Mas não é bem a morte de que se está habituado a ouvir falar. É um eu agora que só tem justificação se houver um eu depois, e que toma a forma de um mundo dentro do mundo, e em que esse é o meu mundo a quere ser mundo, liberto da morte, do imundo.
Quantas vezes já morri sem ter percebido que morria. Quantas vezes a morte me negou a possibilidade de ter percebido isso. Quantas vezes me deixei morrer só por saber que não morria. Quantas vezes passei por ela e fingi que não a conhecia.
E ouvi Chopin até à exaustão, e nessa repetição quase mântrica fui-me ouvindo. Os meus ouvidos de tísico foram-me dando sempre um Chopin igual enquanto ia sendo diferente.

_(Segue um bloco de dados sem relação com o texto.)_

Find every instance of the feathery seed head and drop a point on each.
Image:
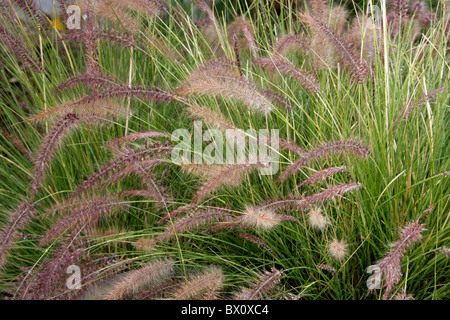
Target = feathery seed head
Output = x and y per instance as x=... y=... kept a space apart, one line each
x=317 y=220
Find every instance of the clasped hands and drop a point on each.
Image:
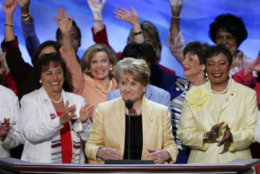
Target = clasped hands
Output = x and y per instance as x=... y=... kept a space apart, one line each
x=85 y=112
x=158 y=156
x=213 y=134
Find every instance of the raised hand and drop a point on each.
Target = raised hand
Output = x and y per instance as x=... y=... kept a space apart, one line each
x=176 y=6
x=109 y=153
x=129 y=16
x=86 y=112
x=96 y=7
x=9 y=7
x=65 y=24
x=213 y=133
x=158 y=156
x=227 y=137
x=24 y=4
x=67 y=113
x=5 y=127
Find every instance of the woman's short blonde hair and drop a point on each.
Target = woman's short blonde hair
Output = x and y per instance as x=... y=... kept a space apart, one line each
x=86 y=59
x=137 y=68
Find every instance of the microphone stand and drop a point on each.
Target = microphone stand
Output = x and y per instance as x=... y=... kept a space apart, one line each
x=129 y=105
x=129 y=119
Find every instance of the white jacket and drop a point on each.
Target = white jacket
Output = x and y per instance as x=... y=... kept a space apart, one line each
x=39 y=128
x=9 y=108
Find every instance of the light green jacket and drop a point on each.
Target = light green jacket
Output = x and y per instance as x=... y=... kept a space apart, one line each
x=109 y=128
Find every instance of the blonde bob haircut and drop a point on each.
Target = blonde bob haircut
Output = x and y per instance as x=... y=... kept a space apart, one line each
x=137 y=68
x=86 y=59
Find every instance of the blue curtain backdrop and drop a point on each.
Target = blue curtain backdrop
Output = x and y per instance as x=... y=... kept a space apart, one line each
x=196 y=16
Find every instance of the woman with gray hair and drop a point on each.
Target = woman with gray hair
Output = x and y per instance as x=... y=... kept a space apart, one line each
x=114 y=120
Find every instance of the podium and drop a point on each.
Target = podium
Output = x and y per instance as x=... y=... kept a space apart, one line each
x=240 y=166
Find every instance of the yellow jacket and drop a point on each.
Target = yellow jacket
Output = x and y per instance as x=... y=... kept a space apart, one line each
x=109 y=129
x=239 y=110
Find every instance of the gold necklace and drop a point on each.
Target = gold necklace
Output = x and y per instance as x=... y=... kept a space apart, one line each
x=109 y=89
x=57 y=101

É por isso que ando sempre à procura de alguém, na esperança de nele me encontrar, de me sentar depois ao piano e tocar, para uma George Sand, baronesa de Dudevant, que gostou de Chopin mas também de muitos outros. E parei, as mãos quietas nas teclas de marfim. Também eu a tinha amado até à tuberculose, também ia tocando nocturnos dentro de mim, enquanto a morte me rondava e eu me ia rindo dela, acabando por arranjar uma grande confusão entre mim e ela, de que no fundo o resultado sou eu, numa crise que me faz partir, e escrever para me provar que a crise me ajuda a ser cada vez mais eu. Sou crísico, logo existo.